Parallelität der Ereignisse: Trotz großer Mehrheit im Gemeinderat wird die große Kreisstadt Bühl nicht die Zusatzbezeichnung „Zwetschgengemeinde“ beantragen.
Vorausgegangen war ein Antrag der CDU-Fraktion, der jedoch wegen drei Enthaltungen der Fraktion der Grünen sowie drei Nein-Stimmen aus der SPD-Fraktion nicht die erforderliche Dreiviertel-Mehrheit erreichte. Am Ende waren es drei Stimmen zu wenig.
Alles genauso wie in Ilvesheim und der „Inselgemeinde“ also….
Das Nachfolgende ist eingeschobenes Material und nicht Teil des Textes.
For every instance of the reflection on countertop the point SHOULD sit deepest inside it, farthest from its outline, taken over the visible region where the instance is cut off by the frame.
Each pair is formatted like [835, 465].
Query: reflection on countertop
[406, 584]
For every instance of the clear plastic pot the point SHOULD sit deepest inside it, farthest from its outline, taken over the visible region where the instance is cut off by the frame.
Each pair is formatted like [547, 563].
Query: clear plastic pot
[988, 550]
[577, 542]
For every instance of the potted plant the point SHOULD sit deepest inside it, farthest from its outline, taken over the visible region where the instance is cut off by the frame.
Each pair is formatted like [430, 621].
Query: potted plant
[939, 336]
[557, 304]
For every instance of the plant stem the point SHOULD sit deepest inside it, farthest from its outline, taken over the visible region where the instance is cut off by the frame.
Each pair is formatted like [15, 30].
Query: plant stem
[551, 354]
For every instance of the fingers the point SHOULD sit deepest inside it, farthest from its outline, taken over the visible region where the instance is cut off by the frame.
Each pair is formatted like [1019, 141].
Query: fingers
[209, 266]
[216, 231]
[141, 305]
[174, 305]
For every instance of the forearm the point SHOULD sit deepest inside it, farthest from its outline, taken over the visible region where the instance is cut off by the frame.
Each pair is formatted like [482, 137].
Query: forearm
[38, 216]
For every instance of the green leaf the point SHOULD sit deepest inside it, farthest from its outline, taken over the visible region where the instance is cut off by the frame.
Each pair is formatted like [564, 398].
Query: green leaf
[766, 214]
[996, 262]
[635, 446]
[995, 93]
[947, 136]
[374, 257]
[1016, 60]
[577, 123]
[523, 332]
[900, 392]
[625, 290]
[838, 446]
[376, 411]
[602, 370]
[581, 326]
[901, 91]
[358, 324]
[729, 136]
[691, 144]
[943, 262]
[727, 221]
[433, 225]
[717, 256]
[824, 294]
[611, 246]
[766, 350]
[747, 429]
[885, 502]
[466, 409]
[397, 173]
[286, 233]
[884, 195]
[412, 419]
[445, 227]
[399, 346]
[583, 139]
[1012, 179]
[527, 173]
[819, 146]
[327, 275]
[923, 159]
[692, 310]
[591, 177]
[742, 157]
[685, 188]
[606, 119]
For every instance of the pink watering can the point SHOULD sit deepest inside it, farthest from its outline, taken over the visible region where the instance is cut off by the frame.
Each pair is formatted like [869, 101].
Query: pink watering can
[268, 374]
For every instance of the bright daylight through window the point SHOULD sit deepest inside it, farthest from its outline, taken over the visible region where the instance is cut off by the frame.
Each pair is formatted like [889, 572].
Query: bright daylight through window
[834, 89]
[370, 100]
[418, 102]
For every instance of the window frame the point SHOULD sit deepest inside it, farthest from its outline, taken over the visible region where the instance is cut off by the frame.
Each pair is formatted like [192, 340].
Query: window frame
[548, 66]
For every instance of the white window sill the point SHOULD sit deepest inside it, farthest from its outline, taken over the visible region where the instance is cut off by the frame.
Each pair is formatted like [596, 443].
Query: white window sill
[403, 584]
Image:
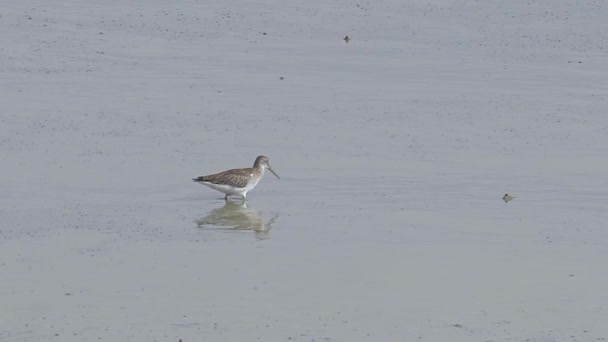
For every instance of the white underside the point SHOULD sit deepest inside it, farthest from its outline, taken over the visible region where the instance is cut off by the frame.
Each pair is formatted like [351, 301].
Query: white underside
[231, 190]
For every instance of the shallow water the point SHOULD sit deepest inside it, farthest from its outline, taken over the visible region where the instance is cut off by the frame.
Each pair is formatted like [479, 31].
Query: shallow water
[394, 152]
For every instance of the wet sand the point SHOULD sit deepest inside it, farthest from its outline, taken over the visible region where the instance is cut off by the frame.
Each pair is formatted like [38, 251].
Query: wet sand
[394, 151]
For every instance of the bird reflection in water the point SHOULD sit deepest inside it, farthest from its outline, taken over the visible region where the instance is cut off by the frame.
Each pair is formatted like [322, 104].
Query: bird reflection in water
[236, 216]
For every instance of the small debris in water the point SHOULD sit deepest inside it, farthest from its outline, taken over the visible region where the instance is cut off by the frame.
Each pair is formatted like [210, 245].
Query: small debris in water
[507, 198]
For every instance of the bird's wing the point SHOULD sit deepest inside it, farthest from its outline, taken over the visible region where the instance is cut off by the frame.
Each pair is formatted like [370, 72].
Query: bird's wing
[235, 177]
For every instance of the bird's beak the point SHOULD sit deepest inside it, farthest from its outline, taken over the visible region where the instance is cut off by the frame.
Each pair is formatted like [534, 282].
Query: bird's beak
[274, 173]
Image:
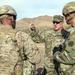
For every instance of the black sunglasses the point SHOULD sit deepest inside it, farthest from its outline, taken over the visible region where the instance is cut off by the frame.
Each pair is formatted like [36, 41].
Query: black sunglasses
[55, 22]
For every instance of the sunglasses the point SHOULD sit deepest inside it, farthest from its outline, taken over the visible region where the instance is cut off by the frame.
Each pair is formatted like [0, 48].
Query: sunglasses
[56, 22]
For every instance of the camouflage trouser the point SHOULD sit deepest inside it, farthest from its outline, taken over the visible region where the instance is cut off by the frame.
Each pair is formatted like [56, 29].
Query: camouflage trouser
[49, 66]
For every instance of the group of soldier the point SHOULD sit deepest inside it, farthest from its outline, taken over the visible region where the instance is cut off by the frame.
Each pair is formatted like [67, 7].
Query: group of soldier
[19, 53]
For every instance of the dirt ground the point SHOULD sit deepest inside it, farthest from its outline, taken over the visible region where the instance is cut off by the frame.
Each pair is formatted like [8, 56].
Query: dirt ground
[41, 64]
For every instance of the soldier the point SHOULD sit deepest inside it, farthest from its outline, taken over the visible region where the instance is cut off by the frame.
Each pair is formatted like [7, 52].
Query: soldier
[52, 39]
[53, 42]
[18, 53]
[66, 58]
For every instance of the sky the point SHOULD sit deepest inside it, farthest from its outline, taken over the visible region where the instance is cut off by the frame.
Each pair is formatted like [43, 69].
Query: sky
[35, 8]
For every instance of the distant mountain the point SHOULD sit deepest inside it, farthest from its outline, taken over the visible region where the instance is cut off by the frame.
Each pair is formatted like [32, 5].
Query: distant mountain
[41, 22]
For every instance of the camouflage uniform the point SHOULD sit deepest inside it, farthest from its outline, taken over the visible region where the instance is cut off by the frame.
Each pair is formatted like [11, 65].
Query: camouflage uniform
[66, 58]
[52, 40]
[18, 53]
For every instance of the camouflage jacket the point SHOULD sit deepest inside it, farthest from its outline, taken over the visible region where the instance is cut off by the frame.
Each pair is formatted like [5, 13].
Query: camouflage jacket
[66, 58]
[14, 47]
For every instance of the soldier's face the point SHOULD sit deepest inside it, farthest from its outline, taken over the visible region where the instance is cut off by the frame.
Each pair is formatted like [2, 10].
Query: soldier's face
[69, 18]
[58, 26]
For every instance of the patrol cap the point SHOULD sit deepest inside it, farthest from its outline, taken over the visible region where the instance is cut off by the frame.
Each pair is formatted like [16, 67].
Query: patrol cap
[58, 18]
[68, 8]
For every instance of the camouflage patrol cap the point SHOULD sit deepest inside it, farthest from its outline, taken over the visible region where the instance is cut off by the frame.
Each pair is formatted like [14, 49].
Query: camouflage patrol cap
[58, 18]
[7, 10]
[68, 8]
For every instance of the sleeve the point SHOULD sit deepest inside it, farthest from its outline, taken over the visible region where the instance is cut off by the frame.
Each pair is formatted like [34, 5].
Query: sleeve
[28, 46]
[36, 36]
[63, 57]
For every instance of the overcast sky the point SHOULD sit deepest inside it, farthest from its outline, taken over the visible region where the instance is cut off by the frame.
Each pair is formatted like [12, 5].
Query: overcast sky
[35, 8]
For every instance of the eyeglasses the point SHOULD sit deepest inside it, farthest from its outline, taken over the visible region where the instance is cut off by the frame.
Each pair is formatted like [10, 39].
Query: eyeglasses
[56, 22]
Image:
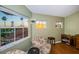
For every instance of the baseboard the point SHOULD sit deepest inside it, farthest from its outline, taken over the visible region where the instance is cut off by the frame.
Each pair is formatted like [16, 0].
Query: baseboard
[58, 42]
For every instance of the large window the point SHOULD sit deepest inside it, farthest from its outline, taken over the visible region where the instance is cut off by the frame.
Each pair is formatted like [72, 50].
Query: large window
[12, 27]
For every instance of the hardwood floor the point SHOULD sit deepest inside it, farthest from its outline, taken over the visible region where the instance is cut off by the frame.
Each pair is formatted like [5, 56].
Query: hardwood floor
[61, 48]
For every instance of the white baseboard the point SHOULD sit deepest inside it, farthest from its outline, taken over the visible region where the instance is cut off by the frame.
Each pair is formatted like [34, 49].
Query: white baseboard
[58, 42]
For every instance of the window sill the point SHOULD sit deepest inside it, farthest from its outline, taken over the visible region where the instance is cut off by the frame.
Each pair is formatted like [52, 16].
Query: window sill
[12, 44]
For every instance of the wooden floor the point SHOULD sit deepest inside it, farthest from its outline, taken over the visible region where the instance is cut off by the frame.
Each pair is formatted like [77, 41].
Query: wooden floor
[61, 48]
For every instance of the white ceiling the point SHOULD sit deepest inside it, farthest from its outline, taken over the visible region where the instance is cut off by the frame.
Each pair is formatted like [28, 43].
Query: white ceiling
[54, 10]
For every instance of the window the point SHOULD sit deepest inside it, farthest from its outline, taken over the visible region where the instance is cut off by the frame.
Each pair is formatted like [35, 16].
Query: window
[40, 24]
[59, 24]
[12, 27]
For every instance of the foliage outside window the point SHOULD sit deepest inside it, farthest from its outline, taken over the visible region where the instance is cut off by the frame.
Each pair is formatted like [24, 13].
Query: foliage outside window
[12, 28]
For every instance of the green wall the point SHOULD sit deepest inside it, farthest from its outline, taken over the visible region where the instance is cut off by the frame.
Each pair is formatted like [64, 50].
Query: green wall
[26, 44]
[51, 30]
[72, 24]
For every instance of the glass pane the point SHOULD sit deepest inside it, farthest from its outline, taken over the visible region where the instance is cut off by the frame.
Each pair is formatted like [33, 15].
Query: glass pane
[19, 33]
[25, 32]
[7, 35]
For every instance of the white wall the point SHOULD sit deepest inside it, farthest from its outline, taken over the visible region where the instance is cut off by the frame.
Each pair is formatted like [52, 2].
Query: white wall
[51, 30]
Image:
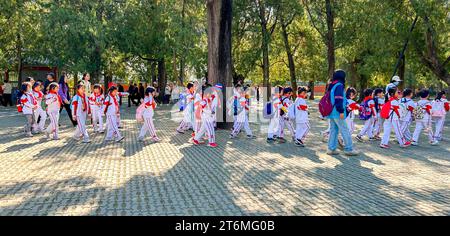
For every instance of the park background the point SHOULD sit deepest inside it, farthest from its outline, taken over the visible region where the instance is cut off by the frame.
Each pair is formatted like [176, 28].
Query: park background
[273, 42]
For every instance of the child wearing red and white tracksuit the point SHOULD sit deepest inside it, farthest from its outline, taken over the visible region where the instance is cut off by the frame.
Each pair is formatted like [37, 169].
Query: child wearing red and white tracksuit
[39, 95]
[207, 121]
[406, 120]
[284, 118]
[425, 122]
[352, 106]
[301, 117]
[442, 106]
[112, 111]
[393, 121]
[81, 110]
[242, 118]
[29, 105]
[96, 101]
[188, 111]
[149, 108]
[379, 100]
[54, 103]
[369, 123]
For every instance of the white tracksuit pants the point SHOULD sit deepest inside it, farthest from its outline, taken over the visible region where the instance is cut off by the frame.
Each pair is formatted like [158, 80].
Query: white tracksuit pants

Doch wie die Badische Neuesten Nachrichten am 17. August 2022 berichteten, geben sich mehrere Bürger nicht mit dieser Ablehnung zufrieden und wollen nun ein Bürgerbegehren initiieren, um auf diesem Weg doch noch zum offiziellen Titel „Zwetschgengemeinde“ zu kommen.
Die Initiatoren sind zuversichtlich, dass bei knapp 30.000 Einwohnern die erforderlichen 1.650 Unterschriften zusammenkommen.
Viel lieber wäre es ihnen in Anbetracht der Kosten eines Bürgerentscheids – die Rede ist von 50.000 € - aber, der Gemeinderat würde von sich aus seine Entscheidung überdenken und mit der erforderlichen Mehrheit beschließen, den Antrag auf die Zusatzbezeichnung beim Innenministerium zu stellen.

Auch in Ilvesheim war wegen der „Inselgemeinde“ ja kurz ein Bürgerentscheid im Gespräch und auch bei uns wurde diese Idee wegen der enormen Kosten verworfen.

Wir werden den weiteren Fortgang in Bühl verfolgen und hier berichten.




Dienstag 02. 08. 2022 - 17:06 Uhr

Aus dem Gemeinderat:
Keine ausreichende Mehrheit für die „Inselgemeinde“

Ende 2020 wurde die Gemeindeordnung geändert. Dadurch ist es für Kommunen leichter als bisher möglich, neben dem Gemeindenamen eine weitere Bezeichnung zu führen.
Solche Zusatzbezeichnungen müssen eine charakterisierende Aussage zum Beispiel über eine Eigenart einer Gemeinde enthalten. Von besonderer Bedeutung sind dabei das eigene Selbstverständnis der Gemeinde und der Einwohnerinnen und Einwohner im Hinblick auf die Zusatzbezeichnung als identitätsstiftendes Element.

Im vergangenen Jahr haben 23 Städte und Gemeinden diese Möglichkeit, die die Gemeindeordnung nun bietet, genutzt und erfolgreich eine Zusatzbezeichnung beim Innenministerium beantragt.
Darunter sind zum Beispiel Eschelbronn mit der Zusatzbezeichnung Schreinerdorf, Mosbach als Hochschulstadt, Osterburken mit Römerstadt, Walldürn nennt sich nun auch Wallfahrtsstadt sowie Weinsberg Weibertreustadt.
In all diesen Orten hatte der jeweilige Gemeinderat einstimmig zugestimmt, die Zusatzbezeichnung zu beantragen.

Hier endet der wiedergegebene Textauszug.